Despite some positive signs for the overall world of digital security, ransomware infections have been on the rise for years now. Over that time, we’ve seen classic ransomware, TV ransomware, educational ransomware, and so on. But today, we’re seeing a new type of attack: the ransomware scam.
All ransomware uses essentially the same modus operandi: it infects a user’s device, uses strong encryption to hijack files, and then demands a ransom, usually in the form of bitcoins, to decrypt the files. So far, ransomware has been very successful in getting money out of users, because it relies on an implicit relationship of trust: your files are safe and will be decrypted once you pay.

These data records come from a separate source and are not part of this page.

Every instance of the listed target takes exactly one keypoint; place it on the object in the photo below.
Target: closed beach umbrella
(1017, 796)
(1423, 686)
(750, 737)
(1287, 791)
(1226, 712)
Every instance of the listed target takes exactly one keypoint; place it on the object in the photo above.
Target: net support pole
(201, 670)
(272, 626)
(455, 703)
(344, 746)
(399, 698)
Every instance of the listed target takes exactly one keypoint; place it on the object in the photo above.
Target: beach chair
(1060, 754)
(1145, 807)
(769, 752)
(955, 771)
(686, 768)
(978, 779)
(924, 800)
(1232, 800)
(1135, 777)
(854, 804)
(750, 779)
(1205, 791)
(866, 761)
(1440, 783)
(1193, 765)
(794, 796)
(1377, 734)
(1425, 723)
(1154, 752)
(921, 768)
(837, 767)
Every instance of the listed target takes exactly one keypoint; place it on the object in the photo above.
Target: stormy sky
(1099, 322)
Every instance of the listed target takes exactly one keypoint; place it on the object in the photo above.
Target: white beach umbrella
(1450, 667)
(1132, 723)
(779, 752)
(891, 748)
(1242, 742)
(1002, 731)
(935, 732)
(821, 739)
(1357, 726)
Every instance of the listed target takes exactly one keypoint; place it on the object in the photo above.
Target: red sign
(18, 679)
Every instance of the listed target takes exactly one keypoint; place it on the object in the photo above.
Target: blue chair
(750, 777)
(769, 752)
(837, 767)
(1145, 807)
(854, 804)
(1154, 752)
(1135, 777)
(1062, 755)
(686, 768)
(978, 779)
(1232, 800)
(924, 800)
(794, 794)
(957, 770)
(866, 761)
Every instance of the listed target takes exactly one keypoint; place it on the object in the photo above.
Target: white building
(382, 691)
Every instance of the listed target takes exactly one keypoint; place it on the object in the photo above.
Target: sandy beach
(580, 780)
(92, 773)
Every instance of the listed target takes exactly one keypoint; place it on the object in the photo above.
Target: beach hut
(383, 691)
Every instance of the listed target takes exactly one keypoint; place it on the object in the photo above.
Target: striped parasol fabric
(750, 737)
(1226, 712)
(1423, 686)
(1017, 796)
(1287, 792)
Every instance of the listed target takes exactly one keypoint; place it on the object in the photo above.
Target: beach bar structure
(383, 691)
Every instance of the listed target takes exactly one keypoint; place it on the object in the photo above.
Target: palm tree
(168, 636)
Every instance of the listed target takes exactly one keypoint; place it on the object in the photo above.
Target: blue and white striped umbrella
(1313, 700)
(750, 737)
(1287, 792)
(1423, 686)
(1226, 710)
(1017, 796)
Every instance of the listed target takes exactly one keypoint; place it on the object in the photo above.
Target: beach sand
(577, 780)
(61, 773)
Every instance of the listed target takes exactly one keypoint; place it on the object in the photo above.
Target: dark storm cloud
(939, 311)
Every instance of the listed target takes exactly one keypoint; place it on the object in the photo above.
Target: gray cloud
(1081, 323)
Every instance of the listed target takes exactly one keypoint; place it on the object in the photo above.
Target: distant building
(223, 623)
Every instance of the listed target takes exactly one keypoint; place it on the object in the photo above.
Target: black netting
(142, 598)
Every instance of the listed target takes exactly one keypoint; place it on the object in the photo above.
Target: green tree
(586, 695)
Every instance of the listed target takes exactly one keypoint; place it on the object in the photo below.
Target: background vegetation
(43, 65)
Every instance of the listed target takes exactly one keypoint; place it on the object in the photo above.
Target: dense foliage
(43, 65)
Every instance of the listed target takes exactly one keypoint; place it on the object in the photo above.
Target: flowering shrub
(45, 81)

But a new type of ransomware, discovered by Cisco researchers, does away with the trust, and the encryption and pretty much everything else. Dubbed Ranscam, this new malicious attack is using scare tactics to try and con money out of users and it’s giving real ransomware a bad name (relatively speaking...).
Ranscam works by infecting a PC and simply deleting users’ files. It then displays a pop-up image, downloaded from a remote server, that instructs the user to forward money to a specific account if the user wants his files back. It also warns the user that clicking the “pay” button without actually transferring money will delete one of their precious files. Obviously, even if users do pay, they never get their files back because they were already deleted.
The good news here is that Ranscam seems to be limited in its spread and that the scammers behind it don’t seem to be receiving any money. Still, with organizations and companies oftentimes accepting to pay ransomware to get back their files, this latest development is a worrying one – even for “legitimate” ransomware makers. If there’s no trust, more users might elect to not pay and instead protect themselves with back-ups. Though, in reality, that’s probably the best thing that can happen.